A paradigm shift, suggested by Thomas Kuhn, is not just a small change in science, or the modification of a theory.
It is a scientific revolution and completely changes the way in which science looks at the world. It often dictates how the public looks at the world.
For example, Darwin’s theories were intensely debated by scientists and theologians. This debate spilled over into the public consciousness, and newspapers became filled with cartoons and caricatures.
In most instances, this view is correct but, every so often, a scientist has a revelation. More often than not, they feel the weight of scientific and public opinion, and become ridiculed.
However, slowly but surely, other scientists try out the research, and a few lost voices in the wilderness increase into a new way of thinking.
For example, Feigenbaum's explorations of chaos theory took a long time to take root, and his ideas were marginalized, because they lay outside the established classical paradigm of physics. Early Chaos Theorists found difficulties in receiving funding, finding supervisors, and finding journals willing to publish their research.

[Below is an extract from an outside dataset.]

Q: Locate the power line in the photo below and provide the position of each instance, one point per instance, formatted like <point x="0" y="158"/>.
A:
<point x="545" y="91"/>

Kuhn’s paradigm definition is a little more than a theory, although the terms are often used interchangeably. It is a complete and overall view of a phenomenon, often relying upon some basic principles.
This process continues for a long time, until some experiments begin uncovering errors. A certain amount of error is accepted, and it can be absorbed by slight changes in the paradigm.
However, eventually, the basic and fundamental principles may be shown to have error and there is a paradigm shift, a way of looking at the same information in a completely different way.
Probably the best way to look at a paradigm shift is through example, using example of Ptolemy, whose fixation upon a paradigm created problems. Ptolemy, in common with most Ancient Greek philosophers, believed that the earth was at the center of the universe, and that the sun and other planets revolved around it.
Unfortunately, the empirical observations did not entirely fit this view. Some planets, when their positions were measured, appeared to move backwards relative to others, a retrograde motion.
The answer, postulated by Ptolemy, working within the paradigm, was that the planets moved in epicycles, or circles within greater circles.
The problem with that view came when Ptolemy, and later observers, made more accurate observations. More epicycles had to be added, making circles within circles.
It was not until Copernicus that this view was challenged. He postulated that the sun was at the center of the solar system, which was regarded as the center of the universe at that time.
This was an example of fringe science beginning to build up evidence against a paradigm. He did not completely find the answer, because his model still needed epicycles; he had no inkling that orbits were elliptical, and not the perfect circles that convention dictated.
However, his mathematics and theory was cleaner, and Occam’s razor dictated the simplest course. With Galileo, and the invention of the telescope, the model fell into place, and the first fairly accurate model of the universe appeared.
The paradigm shifted, and it was only the resistance of the church that prevented immediate adoption. After this came Newton’s ideas and physics worked within a new paradigm.
Poor Ptolemy is often used as a metaphor for bad science and irrationality, but this is very unfair, and is an example of a fallacy, an argument from superiority. Using the equipment he had available, with no telescopes and limited mathematics, there was little wrong with his theory or methods.
His measurements were supremely accurate and were used for measuring the motion of the planets until the time of Copernicus. His rigorous and meticulous approach was faultless, and he was a good empirical scientist. Copernicus, Galileo and Newton had a lot of respect for him, so the modern world must be careful not to judge Ptolemy harshly.
Unfortunately, this is one of the downsides of paradigm shifts, where scientists who performed good work within the confines of the paradigm become ridiculed. Much of the problem is that they cling to their theories, becoming more stubborn, and showing signs of confirmation bias. This opens them up to ridicule by history, and they are judged by this, rather than by their other achievements.